A few men speak with disdain over others' bad decisions. They're repulsed when they learn that a friend has sneaked back (even temporarily) into old habits. Roger visits his friends Norm and Stan for dinner and ends up drunk or smoking pot again. "He should have known better," Stan says.
Perhaps it gives the speaker a sense of superiority or he feels smug because he doesn't do those things. He can talk dismissively about others who are still caught with their addictions or weaknesses.
I think of a verse from the Bible that urges us to help those who have failed and adds, "Humbly help that person back onto the right path. And be careful not to fall into the same temptation yourself" (Galatians 6:1).
I may not have your problems, but I have my own. I'm not better than you (or worse). Each of us faces our own weaknesses.
Your addictions or problems are yours;
I must not forget that I struggle with my own issues.
(This post was adapted from Not Quite Healed, written by Cecil Murphey and Gary Roe.)
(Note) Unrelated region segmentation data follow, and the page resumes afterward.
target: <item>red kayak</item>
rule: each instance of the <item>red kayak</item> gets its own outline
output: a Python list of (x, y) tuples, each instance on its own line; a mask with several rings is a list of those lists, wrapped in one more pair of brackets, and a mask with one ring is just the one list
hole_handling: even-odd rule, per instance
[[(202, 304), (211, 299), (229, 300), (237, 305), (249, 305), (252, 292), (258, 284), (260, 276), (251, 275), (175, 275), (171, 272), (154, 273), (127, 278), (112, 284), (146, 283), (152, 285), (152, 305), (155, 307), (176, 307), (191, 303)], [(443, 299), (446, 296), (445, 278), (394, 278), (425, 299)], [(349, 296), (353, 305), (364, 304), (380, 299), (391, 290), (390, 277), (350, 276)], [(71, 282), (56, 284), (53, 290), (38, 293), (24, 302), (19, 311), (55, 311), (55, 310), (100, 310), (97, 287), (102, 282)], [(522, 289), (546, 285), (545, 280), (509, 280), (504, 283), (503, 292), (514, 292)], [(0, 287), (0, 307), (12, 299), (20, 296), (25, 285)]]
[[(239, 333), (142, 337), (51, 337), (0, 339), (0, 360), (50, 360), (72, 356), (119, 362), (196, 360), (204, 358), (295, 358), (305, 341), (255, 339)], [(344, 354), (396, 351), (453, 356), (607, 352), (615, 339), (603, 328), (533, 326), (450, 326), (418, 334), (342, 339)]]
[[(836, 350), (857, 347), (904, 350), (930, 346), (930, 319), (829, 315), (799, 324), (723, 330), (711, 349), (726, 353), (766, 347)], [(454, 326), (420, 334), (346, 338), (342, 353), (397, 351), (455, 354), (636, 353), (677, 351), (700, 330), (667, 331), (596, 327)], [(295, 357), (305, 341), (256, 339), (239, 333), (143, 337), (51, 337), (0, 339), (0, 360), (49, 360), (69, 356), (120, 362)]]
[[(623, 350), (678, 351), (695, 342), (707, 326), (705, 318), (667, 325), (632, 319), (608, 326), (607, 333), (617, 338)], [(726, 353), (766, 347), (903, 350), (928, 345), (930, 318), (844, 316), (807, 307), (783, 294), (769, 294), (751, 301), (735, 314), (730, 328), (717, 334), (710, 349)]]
Even when I was at my worst, I could always find someone to look down on. At least I could always say "I'm not doing that!". Pride is available to all no matter how depraved they get. As I have moved through my journey of healing I have to be watchful. I overcome this or that and soon I sense in me the tendency to look down on someone still struggling with something else.
When I get that way, God has a way of letting me goof up in someway or another that reminds me I still have a long way to do and should not be comparing myself to anyone.